Ben Newman a du passer beaucoup de temps à la recherche des pixadores dans les favelas les plus violentes de la ville avant de rencontrer et convaincre certains de ces junkies d’émotions fortes de l’initier à leur monde. Sao Paulo est devenu depuis les 80’s un haut-lieu de la scène street-art mondiale. Une vision de l’art contestée par le pixação depuis qu’il a vu le jour dans les années 60’s dans la mégalopole. Équivalent du tag sauvage et transgressif, c’est avant tout l’adrénaline qui dicte les pixos. Les gangs utilisent leur art comme un moyen d’échapper aux favelas, pour reconquérir l’espace public en imposant leur identité sur tous les murs de la ville. Le documentaire offre un rare aperçu de cet univers caché, véritable contre-culture symbole de l’effondrement de 20 ans de dictature militaire.

A l’opposé des clichés samba, beach-volley,football, le mouvement a créé son propre son alphabet, inspiré du heavy-metal allemand. Les pixadores sont les seuls à pouvoir déchiffrer ces messages codés : les écritures et les logos compliqués sont incompréhensibles pour le commun des habitants de Sao Paulo et se détachent de considérations esthétiques. C’est la performance, la prise de risque et la violence qui prévalent sur la dimension plastique. La mission : signer de son nom les façades des immeubles à coup de grandes lettres noires triangulaires. Traqués par la police et détestés des autres graffeurs, les pixadores repoussent toujours plus haut leurs limites.
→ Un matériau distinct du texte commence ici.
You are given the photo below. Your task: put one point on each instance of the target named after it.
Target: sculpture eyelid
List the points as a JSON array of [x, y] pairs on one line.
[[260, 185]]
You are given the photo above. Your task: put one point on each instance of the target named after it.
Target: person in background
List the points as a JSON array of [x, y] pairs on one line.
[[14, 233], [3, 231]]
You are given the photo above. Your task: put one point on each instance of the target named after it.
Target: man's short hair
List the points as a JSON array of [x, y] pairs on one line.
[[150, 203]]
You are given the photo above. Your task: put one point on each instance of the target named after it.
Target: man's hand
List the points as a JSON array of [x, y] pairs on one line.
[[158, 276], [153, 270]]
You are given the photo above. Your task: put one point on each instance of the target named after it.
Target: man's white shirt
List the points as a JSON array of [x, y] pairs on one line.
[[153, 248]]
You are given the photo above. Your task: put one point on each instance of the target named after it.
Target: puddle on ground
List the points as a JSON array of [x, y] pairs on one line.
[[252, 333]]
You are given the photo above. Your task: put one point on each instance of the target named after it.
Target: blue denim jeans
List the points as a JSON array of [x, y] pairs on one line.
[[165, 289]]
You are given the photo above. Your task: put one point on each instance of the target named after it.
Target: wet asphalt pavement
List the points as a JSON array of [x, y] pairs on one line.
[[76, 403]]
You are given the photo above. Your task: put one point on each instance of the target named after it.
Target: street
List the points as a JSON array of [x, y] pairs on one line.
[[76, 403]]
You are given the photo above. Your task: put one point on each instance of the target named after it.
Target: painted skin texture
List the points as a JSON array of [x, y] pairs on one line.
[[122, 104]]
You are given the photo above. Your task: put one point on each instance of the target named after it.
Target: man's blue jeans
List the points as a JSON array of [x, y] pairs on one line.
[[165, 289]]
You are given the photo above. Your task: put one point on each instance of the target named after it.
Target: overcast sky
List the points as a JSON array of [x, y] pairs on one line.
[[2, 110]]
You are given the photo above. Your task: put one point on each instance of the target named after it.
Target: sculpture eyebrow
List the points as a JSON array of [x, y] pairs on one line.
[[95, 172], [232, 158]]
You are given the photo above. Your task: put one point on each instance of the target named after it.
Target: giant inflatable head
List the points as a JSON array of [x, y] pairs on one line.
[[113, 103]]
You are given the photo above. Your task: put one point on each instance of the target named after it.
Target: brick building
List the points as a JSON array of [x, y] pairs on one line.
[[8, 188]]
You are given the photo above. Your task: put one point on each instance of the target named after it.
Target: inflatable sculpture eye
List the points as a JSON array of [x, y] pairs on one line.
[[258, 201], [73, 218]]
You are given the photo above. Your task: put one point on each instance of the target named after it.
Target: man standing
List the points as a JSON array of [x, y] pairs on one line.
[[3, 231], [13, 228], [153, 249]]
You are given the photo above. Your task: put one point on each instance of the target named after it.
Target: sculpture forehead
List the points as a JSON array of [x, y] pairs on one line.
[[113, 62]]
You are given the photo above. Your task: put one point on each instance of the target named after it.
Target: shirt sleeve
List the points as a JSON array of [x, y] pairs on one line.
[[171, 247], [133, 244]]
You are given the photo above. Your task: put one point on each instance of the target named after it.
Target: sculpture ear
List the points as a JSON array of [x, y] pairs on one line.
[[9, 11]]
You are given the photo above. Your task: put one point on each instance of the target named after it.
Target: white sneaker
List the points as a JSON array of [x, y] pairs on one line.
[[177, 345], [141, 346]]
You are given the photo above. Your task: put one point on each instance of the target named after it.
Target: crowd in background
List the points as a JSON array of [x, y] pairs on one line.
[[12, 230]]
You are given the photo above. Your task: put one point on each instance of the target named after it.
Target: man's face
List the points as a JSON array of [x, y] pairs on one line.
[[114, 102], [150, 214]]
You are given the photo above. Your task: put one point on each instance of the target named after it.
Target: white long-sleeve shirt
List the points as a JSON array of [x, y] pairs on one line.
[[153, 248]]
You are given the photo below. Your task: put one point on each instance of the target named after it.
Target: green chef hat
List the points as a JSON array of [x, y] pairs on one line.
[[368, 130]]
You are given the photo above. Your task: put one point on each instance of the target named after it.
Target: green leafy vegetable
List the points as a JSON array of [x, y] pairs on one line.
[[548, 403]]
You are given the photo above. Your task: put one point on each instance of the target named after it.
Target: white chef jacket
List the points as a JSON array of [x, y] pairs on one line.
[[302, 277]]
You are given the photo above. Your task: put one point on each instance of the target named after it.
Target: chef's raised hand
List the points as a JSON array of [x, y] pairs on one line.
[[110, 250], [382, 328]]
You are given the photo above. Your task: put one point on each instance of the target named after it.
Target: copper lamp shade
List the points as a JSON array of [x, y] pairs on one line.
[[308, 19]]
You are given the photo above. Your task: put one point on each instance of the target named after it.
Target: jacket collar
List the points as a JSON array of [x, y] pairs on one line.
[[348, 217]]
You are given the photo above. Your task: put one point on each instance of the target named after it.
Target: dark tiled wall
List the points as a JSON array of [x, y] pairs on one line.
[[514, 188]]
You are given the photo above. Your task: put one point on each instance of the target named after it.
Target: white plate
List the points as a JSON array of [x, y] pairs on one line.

Aujourd’hui, leur style unique au monde fait partie intégrante de Sao Paulo. Une richesse qui tient à son indépendance et pas question pour le Pixação de se voir récupéré par les galeries d’art, du moins pour le moment…

En mêlant acrobaties intrépides et cascades sur des trains en mouvement, le film capture l’esprit de rébellion des pixadores, bien au-delà du graffiti. A (re)découvrir d’urgence.